Experts forecast record 2022/23 tobacco hectarage, as seed sales soar

Edgar Vhera

Agriculture Specialist Writer

AS seed sales for the 2022/23 tobacco cropping season remain on the ascend, experts in the industry have forecast the largest ever hectarage for the crop if all the seed sold so far is planted.

Statistics with the Tobacco Research Board (TRB) indicate that as of September 2, 2022 at least 925kg of tobacco seed with the capacity to cover 184 999 hectares had been sold.

Last season 798kg of seed capable of covering 159 664ha had been sold during the corresponding period.

TRB acting chief executive officer, Mr Oswell Mharapara said confirmed the development.

The previous largest area put under tobacco was 146 000 ha in 2019 while this year’s tobacco seed prices are 20 percent higher than last year’s at US$30 per ha.

Meanwhile, planting of the irrigated tobacco started on the 1st of September with the Tobacco Industry and Marketing Board (TIMB) revealing that they had come up with monitoring mechanisms for compliance on the part of contractors funding production of the crop to allay farmers’ anxieties over contract arrangements. Most farmers were disgruntled by the manner in which contractors handled business last season.
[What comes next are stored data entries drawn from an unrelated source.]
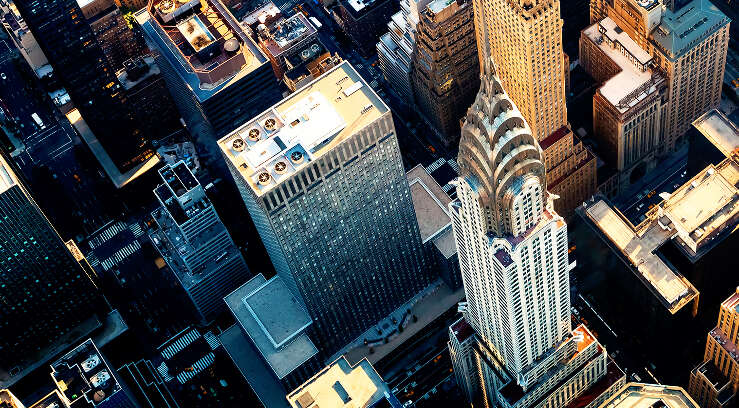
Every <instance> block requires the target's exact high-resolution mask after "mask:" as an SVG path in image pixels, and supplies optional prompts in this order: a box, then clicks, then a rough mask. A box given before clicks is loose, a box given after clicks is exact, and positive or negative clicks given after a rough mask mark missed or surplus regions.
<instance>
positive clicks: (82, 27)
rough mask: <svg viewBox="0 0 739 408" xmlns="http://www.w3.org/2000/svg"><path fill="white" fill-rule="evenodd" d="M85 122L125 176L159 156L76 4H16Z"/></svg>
mask: <svg viewBox="0 0 739 408" xmlns="http://www.w3.org/2000/svg"><path fill="white" fill-rule="evenodd" d="M15 5H16V7H17V8H18V10H19V12H20V14H21V16H23V19H24V20H25V22H26V24H28V27H29V28H30V30H31V32H33V34H34V37H35V38H36V40H37V41H38V43H39V45H40V46H41V49H42V50H43V52H44V54H45V55H46V57H47V58H48V60H49V63H50V64H51V66H52V67H53V69H54V75H55V76H56V78H57V79H58V80H59V81H60V83H61V84H62V85H63V86H64V88H65V89H66V90H67V91H68V92H69V95H70V96H71V98H72V101H73V102H74V104H75V105H76V107H77V109H78V110H79V112H80V113H81V115H82V117H83V119H84V121H85V122H86V123H87V124H88V125H89V127H90V130H91V131H92V133H93V134H95V137H96V138H97V140H98V141H99V142H100V145H101V146H102V147H103V149H104V150H105V152H106V153H107V155H108V156H110V159H112V162H113V164H114V165H115V167H116V168H117V169H118V171H119V172H120V173H126V172H128V171H129V170H132V169H134V168H137V167H139V166H141V165H143V164H144V163H145V162H146V161H148V160H149V159H150V158H151V157H152V156H153V155H154V150H153V149H152V147H151V145H150V143H149V140H148V138H147V135H145V134H144V133H143V132H142V131H141V129H139V128H138V126H137V123H136V122H135V120H134V119H133V116H132V114H131V112H130V107H129V106H128V105H127V101H126V95H125V92H123V90H122V89H121V88H120V86H119V85H118V83H117V81H116V78H115V70H114V69H112V67H111V66H110V65H109V63H108V61H107V59H106V57H105V54H104V52H103V50H102V48H101V47H100V45H99V44H98V42H97V40H96V37H95V33H94V32H93V30H92V28H91V27H90V24H89V23H88V22H87V21H85V19H84V15H83V14H82V10H81V9H80V7H79V5H78V4H77V1H75V0H53V1H43V2H38V1H32V0H21V1H16V2H15Z"/></svg>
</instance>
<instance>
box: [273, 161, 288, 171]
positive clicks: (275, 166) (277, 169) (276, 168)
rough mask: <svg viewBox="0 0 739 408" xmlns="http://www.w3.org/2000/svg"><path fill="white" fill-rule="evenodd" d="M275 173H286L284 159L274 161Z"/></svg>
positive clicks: (285, 165) (286, 164)
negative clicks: (274, 162)
mask: <svg viewBox="0 0 739 408" xmlns="http://www.w3.org/2000/svg"><path fill="white" fill-rule="evenodd" d="M275 173H277V174H285V173H287V163H285V162H284V161H278V162H277V163H275Z"/></svg>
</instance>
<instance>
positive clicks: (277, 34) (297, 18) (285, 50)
mask: <svg viewBox="0 0 739 408" xmlns="http://www.w3.org/2000/svg"><path fill="white" fill-rule="evenodd" d="M266 30H267V32H265V33H259V38H260V40H261V41H262V43H263V44H264V46H265V47H266V48H267V50H268V51H269V53H270V54H272V56H274V57H278V56H280V55H282V53H284V52H285V51H288V50H290V49H291V48H292V47H293V46H294V45H296V44H298V43H299V42H300V41H301V40H303V39H305V38H308V37H311V36H313V35H314V34H315V33H316V32H317V30H316V28H315V27H314V26H313V24H311V23H310V22H309V21H308V19H307V18H306V17H305V15H303V13H295V14H294V15H292V16H290V17H289V18H286V19H283V20H279V21H277V22H275V23H274V24H273V25H272V26H271V27H268V28H266Z"/></svg>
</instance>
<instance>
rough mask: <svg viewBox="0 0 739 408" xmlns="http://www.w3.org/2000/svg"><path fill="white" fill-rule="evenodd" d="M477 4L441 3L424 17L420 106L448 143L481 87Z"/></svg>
mask: <svg viewBox="0 0 739 408" xmlns="http://www.w3.org/2000/svg"><path fill="white" fill-rule="evenodd" d="M472 18H473V13H472V3H470V2H468V1H466V0H461V1H453V0H435V1H432V2H431V3H429V4H428V6H426V8H425V9H424V10H423V11H422V12H421V13H420V20H419V23H418V24H417V26H416V30H417V32H416V37H417V38H416V51H415V53H414V55H413V85H414V88H415V94H416V105H417V106H418V108H419V110H420V111H421V113H422V115H423V116H424V117H425V118H426V120H427V121H428V122H429V123H430V124H431V126H432V127H433V128H434V129H436V130H437V132H438V133H439V136H440V137H441V139H442V141H443V142H444V144H445V145H447V146H450V145H453V144H455V143H457V141H458V139H459V130H460V129H459V122H460V119H461V118H462V117H463V116H464V113H465V111H466V110H467V107H469V105H470V104H472V102H473V101H474V99H475V95H476V94H477V90H478V89H479V88H480V67H479V66H478V58H477V48H476V46H475V44H477V41H476V40H475V31H474V24H473V22H472Z"/></svg>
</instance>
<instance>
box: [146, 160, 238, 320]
mask: <svg viewBox="0 0 739 408" xmlns="http://www.w3.org/2000/svg"><path fill="white" fill-rule="evenodd" d="M159 174H160V175H161V177H162V180H164V184H162V185H160V186H158V187H157V188H156V189H155V190H154V194H155V195H156V197H157V199H158V200H159V203H160V204H161V207H160V208H159V209H157V210H155V211H154V212H153V213H152V217H153V218H154V221H155V222H156V225H157V227H158V229H157V230H155V231H154V232H153V233H152V234H151V240H152V241H153V242H154V246H155V247H156V248H157V250H159V253H160V254H161V255H162V257H163V258H164V259H165V260H166V261H167V264H168V265H169V267H170V269H171V270H172V272H173V274H174V275H175V276H176V278H177V280H178V281H179V282H180V284H181V285H182V288H183V289H184V290H185V293H187V295H188V296H189V297H190V299H191V300H192V302H193V304H194V305H195V308H196V309H197V311H198V313H199V314H200V315H201V318H202V319H203V320H204V321H209V320H212V319H214V318H215V317H217V316H218V313H219V312H221V311H223V310H225V308H226V304H225V303H224V302H223V297H224V296H226V295H227V294H229V293H230V292H231V291H233V290H234V289H236V288H237V287H239V286H240V285H241V284H243V283H244V282H246V280H247V279H248V278H249V269H248V268H247V266H246V262H244V258H243V257H242V256H241V251H239V248H238V247H237V246H236V244H234V242H233V241H232V240H231V236H230V235H229V233H228V230H226V227H225V226H224V225H223V223H222V222H221V219H220V218H219V217H218V214H217V213H216V210H215V208H213V204H212V203H211V202H210V200H209V199H208V197H207V196H206V195H205V190H204V189H203V186H202V185H200V183H199V182H198V180H197V179H196V178H195V176H193V175H192V173H191V172H190V169H189V168H188V167H187V165H186V164H185V163H184V162H179V163H177V164H175V165H174V166H166V167H163V168H162V169H160V170H159Z"/></svg>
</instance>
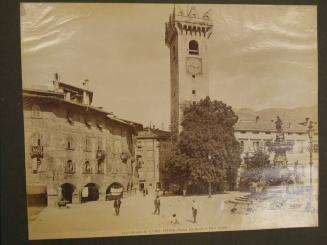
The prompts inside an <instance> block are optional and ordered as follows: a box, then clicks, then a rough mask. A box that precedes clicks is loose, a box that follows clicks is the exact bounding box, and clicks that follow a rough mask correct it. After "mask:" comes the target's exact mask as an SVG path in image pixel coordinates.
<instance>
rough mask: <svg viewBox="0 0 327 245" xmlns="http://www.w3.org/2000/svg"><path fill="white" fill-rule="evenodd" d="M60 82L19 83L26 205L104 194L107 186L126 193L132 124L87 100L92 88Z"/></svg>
mask: <svg viewBox="0 0 327 245" xmlns="http://www.w3.org/2000/svg"><path fill="white" fill-rule="evenodd" d="M86 83H87V81H86V82H85V84H84V87H83V88H79V87H76V86H72V85H69V84H66V83H63V82H60V81H59V79H58V76H57V77H56V79H55V81H54V86H53V88H51V89H24V90H23V99H24V131H25V167H26V182H27V196H28V204H29V205H42V204H46V203H47V204H48V205H53V204H54V203H56V201H58V200H59V199H65V200H68V201H69V202H73V203H78V202H83V201H92V200H105V199H106V197H110V194H111V190H112V189H113V188H122V190H124V193H126V194H130V193H132V192H133V191H135V190H136V187H137V184H138V177H137V175H138V174H137V172H136V169H135V165H136V162H135V160H134V159H135V158H134V156H135V143H136V134H137V128H138V129H140V128H142V125H140V124H136V123H131V122H128V121H124V120H121V119H118V118H116V117H115V116H114V115H113V114H111V113H108V112H106V111H104V110H103V109H102V108H97V107H94V106H92V97H93V92H92V91H90V90H89V89H88V88H87V84H86Z"/></svg>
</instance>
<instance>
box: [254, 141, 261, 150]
mask: <svg viewBox="0 0 327 245" xmlns="http://www.w3.org/2000/svg"><path fill="white" fill-rule="evenodd" d="M259 148H260V142H259V141H254V142H253V149H254V151H258V150H259Z"/></svg>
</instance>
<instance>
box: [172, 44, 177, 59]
mask: <svg viewBox="0 0 327 245" xmlns="http://www.w3.org/2000/svg"><path fill="white" fill-rule="evenodd" d="M172 52H173V54H172V56H173V60H175V58H176V48H175V46H173V50H172Z"/></svg>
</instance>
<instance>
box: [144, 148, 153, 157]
mask: <svg viewBox="0 0 327 245" xmlns="http://www.w3.org/2000/svg"><path fill="white" fill-rule="evenodd" d="M146 157H147V158H152V157H153V151H151V150H150V151H147V152H146Z"/></svg>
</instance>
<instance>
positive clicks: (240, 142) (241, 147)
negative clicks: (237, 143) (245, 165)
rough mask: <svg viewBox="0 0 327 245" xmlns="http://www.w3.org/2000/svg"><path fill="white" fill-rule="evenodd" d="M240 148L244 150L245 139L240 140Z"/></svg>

“As the 2022/23 season commences, TIMB is working towards standardising the inputs package offered by contractors to growers.

“We have come up with a compliance administration framework that every registered contractor should meet.

“This stipulates the minimum inputs package for both small and large-scale growers.

“The conditions also include the last date for inputs distribution for those who are contracted,” TIMB public relations officer Mrs Chelesani Moyo said.

She went on to say that as TIMB, the viability of the tobacco grower is at the epicentre of the tobacco industry’s future and as such they were mandated to ensure that growers got the most from their toil.

She added: “The pricing of tobacco being determined at the auction floors through a transparent system is justified as the grower is protected from any unfair pricing by the contractor who stands guided by the previous day grade price matrix obtained from the auction floors.”

Farmers, on the one hand, only foresee a slight increase in production if current and last season’s challenges are not addressed urgently.

Tobacco Farmers Union vice president, Mr Edward Dune said the challenges faced by contracted farmers last season could force some to reduce hectarages.

“For the 2022/23 season, smallholder farmers are likely to decrease or maintain the area under dryland tobacco due to lack of funds and other problems experienced with contract farming while no change on irrigated area is anticipated.

“The area under irrigated tobacco is likely to increase by about 10 percent from well off and financially sound farmers due to guaranteed quality, price and obtaining investment on the ground among this group,” said Mr Dune.

He cited perceived profiteering among contractors and the impoverishment of some smallholder farmers, as factors countering the planting of bigger hectarages.

“Contracting schemes need to be thoroughly analysed as some farmers are currently up in arms with their contractors whom they accuse of ripping them off through inflating prices upon sale of tobacco and deducting undeserved sums of money to leave farmers worse off,” continued Mr Dune.

Zimbabwe Farmers Union (ZFU) secretary general Mr Paul Zakariya concurred with him saying: “It is highly unlikely that there will be a big increase in tobacco hectarage this season if feelings from farmers especially those under contract farming are taken into consideration.

Many contracted farmers feel they were short-changed by contractors who collected from them money for insurance but did not submit the same amounts to insurance companies prejudicing them of cover in the event of natural calamities such as hail storms.”

Some farmers feel that contracts they signed with their contractors were not transparent especially on the invoicing of inputs. They were only told of their input bills right on the day when they sold their tobacco with the contractor first deducting funds for supplied inputs.

Mr Zakariya added that due to lack of openness and transparency in the contracting process as well as the last minute rush by farmers against time, a 50kg bag of fertiliser that cost US$40 at the time of input distribution, was priced at over US$100 during the tobacco marketing time.

He insisted that it was the responsibility of farmers to work with their associations for the contracting partners to be monitored on issues of fair play.

Mr Zakariya cited the issue of exchange rate disparity between the official and parallel market rate, as another issue that affected profitability of tobacco production.

“Though farmers received 75 percent of their proceeds in hard currency and the remaining 25 percent in local currency, input suppliers’ appetite to profiteer has seen them pricing their products either in foreign or local currency using high parallel market rates.

“This has made tobacco production unprofitable. It is therefore crucial for Ministry of Finance, Reserve Bank of Zimbabwe (RBZ) and citizens to work together to stabilise our currency,” said Mr Zakariya.